The commodity sector slumped on Thursday after the Fed Chairman Ben Bernanke downplayed the possibility of further easing at the testimony before the Congress. The front-month contract for WTI crude oil initially soared to a 5-day high of 57.03 before reversing and ending the day at 84.82 while the equivalent Brent crude contract also erased early gains and settled at 99.93, losing -0.71%. Gold tumbled, breaking below 1600 again and closed at 1588.0, down -2.83%. The stock market was, however, boosted by China's unexpected rate cuts by -25 bps on both lending and deposit rates. The situation in the Eurozone remained worrisome. Fitch downgraded the credit rating of Spain by 3 notches to BBB. The rating agency cited that the negative outlook primarily reflects the risks associated with a further worsening of the Eurozone crisis, notably contagion from the ongoing Greek crisis.
At the testimony, Fed Chairman Bernanke stated that the situation in Europe poses significant risks to the US financial system and economy and must be monitored closely. He also indicated that the Federal Reserve remains prepared to take action as needed to protect the US financial system and economy due to the risks posed by the situation in Europe. Regarding further easing by the Fed to boost the US growth, the Chairman stressed the Committee has a number of options to consider and if it's decided that further action is required, the Committee would also decide what action is appropriate or what communications are appropriate.
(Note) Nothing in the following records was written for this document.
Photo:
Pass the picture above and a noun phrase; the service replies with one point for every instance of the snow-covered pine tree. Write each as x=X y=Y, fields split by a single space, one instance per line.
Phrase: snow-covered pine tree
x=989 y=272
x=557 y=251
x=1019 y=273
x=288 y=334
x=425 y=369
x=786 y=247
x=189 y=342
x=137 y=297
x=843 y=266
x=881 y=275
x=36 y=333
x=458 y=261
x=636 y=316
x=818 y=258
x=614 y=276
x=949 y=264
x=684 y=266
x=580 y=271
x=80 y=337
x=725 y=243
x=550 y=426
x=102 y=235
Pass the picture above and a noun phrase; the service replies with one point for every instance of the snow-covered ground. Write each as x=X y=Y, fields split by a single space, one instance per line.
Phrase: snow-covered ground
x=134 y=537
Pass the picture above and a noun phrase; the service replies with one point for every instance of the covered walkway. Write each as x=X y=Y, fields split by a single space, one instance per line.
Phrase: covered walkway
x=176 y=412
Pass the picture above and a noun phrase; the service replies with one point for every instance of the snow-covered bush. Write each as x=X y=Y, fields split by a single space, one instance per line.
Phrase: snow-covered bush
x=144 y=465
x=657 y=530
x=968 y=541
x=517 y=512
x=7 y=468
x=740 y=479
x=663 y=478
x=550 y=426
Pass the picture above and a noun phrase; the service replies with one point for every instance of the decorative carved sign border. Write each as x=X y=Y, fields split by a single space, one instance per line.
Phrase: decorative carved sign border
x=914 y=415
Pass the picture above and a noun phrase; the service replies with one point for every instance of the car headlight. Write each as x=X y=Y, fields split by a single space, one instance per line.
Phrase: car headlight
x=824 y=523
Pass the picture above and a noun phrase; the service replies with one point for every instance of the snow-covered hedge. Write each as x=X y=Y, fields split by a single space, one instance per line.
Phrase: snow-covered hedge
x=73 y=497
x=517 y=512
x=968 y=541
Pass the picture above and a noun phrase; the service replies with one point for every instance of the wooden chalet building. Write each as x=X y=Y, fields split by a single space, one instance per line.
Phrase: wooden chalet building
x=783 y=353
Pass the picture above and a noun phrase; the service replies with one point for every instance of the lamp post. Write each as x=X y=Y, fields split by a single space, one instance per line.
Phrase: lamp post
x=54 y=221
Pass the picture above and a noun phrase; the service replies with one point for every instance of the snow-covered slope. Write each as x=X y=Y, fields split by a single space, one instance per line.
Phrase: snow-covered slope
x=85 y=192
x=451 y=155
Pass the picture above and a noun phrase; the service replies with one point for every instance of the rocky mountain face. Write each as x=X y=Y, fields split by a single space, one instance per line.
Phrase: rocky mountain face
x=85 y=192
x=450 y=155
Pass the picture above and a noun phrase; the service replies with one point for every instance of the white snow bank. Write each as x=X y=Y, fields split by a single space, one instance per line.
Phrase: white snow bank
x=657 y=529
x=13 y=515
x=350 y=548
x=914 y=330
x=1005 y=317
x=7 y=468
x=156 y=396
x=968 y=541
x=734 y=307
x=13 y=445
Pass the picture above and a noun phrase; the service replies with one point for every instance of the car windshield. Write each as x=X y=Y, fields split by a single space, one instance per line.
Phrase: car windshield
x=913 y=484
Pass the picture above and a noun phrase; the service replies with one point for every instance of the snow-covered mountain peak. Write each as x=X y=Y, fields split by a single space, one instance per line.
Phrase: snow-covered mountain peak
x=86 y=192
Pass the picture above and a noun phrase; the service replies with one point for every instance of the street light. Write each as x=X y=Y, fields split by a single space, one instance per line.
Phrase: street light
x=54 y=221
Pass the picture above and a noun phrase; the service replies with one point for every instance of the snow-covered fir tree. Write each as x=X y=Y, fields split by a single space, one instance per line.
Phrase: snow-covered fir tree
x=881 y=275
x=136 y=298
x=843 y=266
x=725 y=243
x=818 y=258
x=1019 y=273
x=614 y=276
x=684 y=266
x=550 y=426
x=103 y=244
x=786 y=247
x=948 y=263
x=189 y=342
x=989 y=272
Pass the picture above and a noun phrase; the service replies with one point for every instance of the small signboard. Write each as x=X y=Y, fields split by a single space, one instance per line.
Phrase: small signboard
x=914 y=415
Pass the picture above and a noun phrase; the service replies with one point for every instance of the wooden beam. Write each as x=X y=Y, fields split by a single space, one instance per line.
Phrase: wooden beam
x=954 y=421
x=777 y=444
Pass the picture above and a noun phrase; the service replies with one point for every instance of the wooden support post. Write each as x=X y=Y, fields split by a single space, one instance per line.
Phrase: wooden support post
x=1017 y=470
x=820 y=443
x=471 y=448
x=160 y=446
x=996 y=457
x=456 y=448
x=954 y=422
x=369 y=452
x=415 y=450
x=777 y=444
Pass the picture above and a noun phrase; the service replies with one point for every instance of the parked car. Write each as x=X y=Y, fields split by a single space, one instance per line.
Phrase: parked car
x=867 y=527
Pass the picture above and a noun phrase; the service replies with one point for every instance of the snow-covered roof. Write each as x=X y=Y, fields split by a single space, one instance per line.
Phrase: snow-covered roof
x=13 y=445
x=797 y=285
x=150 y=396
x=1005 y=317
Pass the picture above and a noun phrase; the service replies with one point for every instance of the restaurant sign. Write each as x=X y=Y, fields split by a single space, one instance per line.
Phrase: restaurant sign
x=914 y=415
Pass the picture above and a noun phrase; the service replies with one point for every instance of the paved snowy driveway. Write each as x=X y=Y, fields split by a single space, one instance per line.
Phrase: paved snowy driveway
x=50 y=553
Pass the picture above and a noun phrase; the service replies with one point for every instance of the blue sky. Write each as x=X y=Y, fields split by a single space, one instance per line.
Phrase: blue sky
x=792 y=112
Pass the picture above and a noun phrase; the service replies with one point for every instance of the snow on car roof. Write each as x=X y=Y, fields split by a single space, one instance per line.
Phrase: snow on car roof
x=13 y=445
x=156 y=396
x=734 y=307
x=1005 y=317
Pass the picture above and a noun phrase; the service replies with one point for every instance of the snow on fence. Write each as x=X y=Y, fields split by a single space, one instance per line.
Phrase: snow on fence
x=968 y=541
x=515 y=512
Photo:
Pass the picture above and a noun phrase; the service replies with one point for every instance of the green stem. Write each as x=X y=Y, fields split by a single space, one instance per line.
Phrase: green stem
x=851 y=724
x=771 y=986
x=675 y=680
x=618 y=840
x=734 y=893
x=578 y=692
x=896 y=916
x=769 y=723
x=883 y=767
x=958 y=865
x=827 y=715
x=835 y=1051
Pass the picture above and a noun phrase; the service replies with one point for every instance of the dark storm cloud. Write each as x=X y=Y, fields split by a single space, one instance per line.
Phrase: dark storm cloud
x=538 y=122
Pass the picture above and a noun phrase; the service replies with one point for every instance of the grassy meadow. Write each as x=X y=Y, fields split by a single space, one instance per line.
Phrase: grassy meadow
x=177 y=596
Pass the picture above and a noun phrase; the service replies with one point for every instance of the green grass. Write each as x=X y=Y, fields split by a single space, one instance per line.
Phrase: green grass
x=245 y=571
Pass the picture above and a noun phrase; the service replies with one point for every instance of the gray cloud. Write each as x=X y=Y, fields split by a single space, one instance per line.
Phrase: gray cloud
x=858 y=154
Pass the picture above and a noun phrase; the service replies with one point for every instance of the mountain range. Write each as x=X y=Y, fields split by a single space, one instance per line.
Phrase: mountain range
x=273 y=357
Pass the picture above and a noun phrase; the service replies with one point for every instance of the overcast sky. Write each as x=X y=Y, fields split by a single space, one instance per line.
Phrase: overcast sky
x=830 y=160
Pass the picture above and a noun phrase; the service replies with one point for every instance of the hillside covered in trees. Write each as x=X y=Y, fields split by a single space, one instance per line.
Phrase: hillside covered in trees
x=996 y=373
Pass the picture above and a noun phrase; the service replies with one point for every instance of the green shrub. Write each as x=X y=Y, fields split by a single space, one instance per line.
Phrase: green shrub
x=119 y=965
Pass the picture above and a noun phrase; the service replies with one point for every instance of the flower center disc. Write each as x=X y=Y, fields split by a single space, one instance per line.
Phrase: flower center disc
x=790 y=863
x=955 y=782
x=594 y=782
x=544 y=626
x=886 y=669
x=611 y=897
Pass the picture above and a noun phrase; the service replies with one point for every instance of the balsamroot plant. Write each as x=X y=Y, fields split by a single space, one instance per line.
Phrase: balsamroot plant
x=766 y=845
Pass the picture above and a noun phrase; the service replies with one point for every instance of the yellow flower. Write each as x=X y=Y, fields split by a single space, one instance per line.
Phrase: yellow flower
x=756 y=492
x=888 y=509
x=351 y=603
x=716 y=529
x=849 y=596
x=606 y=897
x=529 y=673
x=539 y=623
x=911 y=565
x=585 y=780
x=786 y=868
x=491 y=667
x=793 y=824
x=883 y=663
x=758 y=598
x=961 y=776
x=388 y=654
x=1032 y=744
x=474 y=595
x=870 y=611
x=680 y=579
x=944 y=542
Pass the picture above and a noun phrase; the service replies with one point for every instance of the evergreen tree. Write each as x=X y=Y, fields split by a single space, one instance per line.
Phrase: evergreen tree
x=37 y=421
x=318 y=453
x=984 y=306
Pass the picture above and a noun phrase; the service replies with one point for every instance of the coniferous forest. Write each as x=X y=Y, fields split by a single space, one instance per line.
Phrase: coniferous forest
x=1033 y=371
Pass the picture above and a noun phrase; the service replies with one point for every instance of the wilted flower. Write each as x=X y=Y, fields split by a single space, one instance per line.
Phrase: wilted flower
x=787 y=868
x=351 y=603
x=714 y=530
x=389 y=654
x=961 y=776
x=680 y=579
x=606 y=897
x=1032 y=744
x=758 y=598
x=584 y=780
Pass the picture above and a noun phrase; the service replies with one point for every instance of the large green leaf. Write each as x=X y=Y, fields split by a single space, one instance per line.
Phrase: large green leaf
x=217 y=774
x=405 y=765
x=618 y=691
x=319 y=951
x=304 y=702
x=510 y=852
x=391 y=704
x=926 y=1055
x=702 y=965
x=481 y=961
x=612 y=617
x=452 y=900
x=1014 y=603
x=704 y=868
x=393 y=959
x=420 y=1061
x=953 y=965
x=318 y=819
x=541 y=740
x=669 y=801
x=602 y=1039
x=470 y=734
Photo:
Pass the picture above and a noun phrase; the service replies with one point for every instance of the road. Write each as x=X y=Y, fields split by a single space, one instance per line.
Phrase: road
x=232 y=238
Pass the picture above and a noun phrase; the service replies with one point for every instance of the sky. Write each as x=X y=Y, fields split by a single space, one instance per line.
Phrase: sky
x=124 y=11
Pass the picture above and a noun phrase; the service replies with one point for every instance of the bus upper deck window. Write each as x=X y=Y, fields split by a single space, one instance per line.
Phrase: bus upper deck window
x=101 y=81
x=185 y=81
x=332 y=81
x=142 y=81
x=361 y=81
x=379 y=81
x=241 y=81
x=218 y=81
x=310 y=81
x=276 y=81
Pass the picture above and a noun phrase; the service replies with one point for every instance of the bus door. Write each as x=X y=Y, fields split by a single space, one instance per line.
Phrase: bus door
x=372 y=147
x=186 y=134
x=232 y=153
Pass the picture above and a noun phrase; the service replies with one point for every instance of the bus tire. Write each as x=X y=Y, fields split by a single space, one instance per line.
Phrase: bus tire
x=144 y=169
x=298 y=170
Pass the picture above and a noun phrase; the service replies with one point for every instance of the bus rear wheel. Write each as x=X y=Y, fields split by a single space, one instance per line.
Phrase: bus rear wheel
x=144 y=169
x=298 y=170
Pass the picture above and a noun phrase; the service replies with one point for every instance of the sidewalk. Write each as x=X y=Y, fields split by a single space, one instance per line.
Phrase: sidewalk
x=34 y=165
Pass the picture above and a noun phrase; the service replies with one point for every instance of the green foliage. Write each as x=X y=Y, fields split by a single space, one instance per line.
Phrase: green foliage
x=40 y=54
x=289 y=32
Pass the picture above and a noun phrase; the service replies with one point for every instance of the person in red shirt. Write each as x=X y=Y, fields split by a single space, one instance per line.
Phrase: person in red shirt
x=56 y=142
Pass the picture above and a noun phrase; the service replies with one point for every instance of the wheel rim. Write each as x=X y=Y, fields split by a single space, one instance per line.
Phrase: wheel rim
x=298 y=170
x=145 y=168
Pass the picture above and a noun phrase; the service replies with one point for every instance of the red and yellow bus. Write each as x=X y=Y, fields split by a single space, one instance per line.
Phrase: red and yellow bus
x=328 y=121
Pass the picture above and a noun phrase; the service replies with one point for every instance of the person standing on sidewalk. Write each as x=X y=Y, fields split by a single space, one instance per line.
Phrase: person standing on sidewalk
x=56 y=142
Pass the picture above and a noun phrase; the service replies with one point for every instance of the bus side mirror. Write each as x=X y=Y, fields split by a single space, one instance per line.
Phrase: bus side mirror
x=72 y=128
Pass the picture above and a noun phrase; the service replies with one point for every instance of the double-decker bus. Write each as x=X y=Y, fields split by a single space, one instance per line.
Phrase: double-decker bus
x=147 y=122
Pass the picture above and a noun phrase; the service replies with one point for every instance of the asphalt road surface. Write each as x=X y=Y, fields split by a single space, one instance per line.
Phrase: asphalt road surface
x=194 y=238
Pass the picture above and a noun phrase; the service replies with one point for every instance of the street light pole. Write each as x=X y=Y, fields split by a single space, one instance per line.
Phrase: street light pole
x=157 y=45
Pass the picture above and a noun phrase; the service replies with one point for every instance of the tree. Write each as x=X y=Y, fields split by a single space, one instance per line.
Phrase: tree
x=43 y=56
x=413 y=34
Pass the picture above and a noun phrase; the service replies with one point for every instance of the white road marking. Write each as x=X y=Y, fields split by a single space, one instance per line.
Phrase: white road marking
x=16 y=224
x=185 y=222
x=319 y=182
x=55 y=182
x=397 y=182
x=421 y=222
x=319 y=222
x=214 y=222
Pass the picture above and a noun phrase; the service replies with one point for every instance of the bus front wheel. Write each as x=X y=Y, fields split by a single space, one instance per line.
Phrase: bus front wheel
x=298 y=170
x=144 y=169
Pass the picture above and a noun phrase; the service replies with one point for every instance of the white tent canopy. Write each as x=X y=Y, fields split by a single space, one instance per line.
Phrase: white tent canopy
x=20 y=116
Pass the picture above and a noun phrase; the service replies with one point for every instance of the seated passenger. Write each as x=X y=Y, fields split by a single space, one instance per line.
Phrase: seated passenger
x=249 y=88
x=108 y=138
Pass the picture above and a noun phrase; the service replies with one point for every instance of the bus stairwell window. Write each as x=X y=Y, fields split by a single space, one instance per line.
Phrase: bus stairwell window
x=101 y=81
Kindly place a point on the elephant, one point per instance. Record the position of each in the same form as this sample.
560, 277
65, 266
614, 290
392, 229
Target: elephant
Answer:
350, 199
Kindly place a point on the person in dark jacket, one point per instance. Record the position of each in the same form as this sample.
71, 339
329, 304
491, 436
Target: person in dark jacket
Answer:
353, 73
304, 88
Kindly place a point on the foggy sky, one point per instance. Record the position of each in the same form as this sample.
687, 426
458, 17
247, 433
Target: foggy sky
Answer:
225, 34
Yet, he did not indicate what options are being considered.
The People's Bank of China (PBOC) lowered the 1-year lending and deposit rates by -25 bps, effective June 8. While it appeared that the reduction sizes were the same for both lending and deposit rates, the actual changes were 'asymmetric'. The headline 1-year lending rate is lowered by -25 bps to 6.31%. Meanwhile, the central bank relaxed the floor of the lending rate to 80% of the benchmark rate from 90% previously, meaning the actual lending rate can be reduced to as low as 5.048% from 5.904% (down -85.6 bps). The 1-year deposit rate was also lowered by -25 bps to 3.25%. As the PBOC also relaxed the ceiling of the deposit rate to 110% of the benchmark rate from 100% previously, the actual deposit rate can be raised to 3.575% from 3.5% (up +7.5 bps). Most banks are expected to offer the maximum deposit due to the fight for deposits among themselves. Increase in the ceiling of the deposit rate can also help mitigate the inflation risk brought about the rate cut. The move is generally a positive to the market and marks a small step to interest rate liberalization in China.
On the dataflow, the US initial jobless claims fell -12K to 377K in the week ended June 2. Although the reading came in weaker than expectations, the upward revision in the previous week's data sent the 4-week moving average +2K higher to 378K during the week. The US trade deficits probably narrowed to US$ 48.5B in April from US$ 51.8B in the prior month.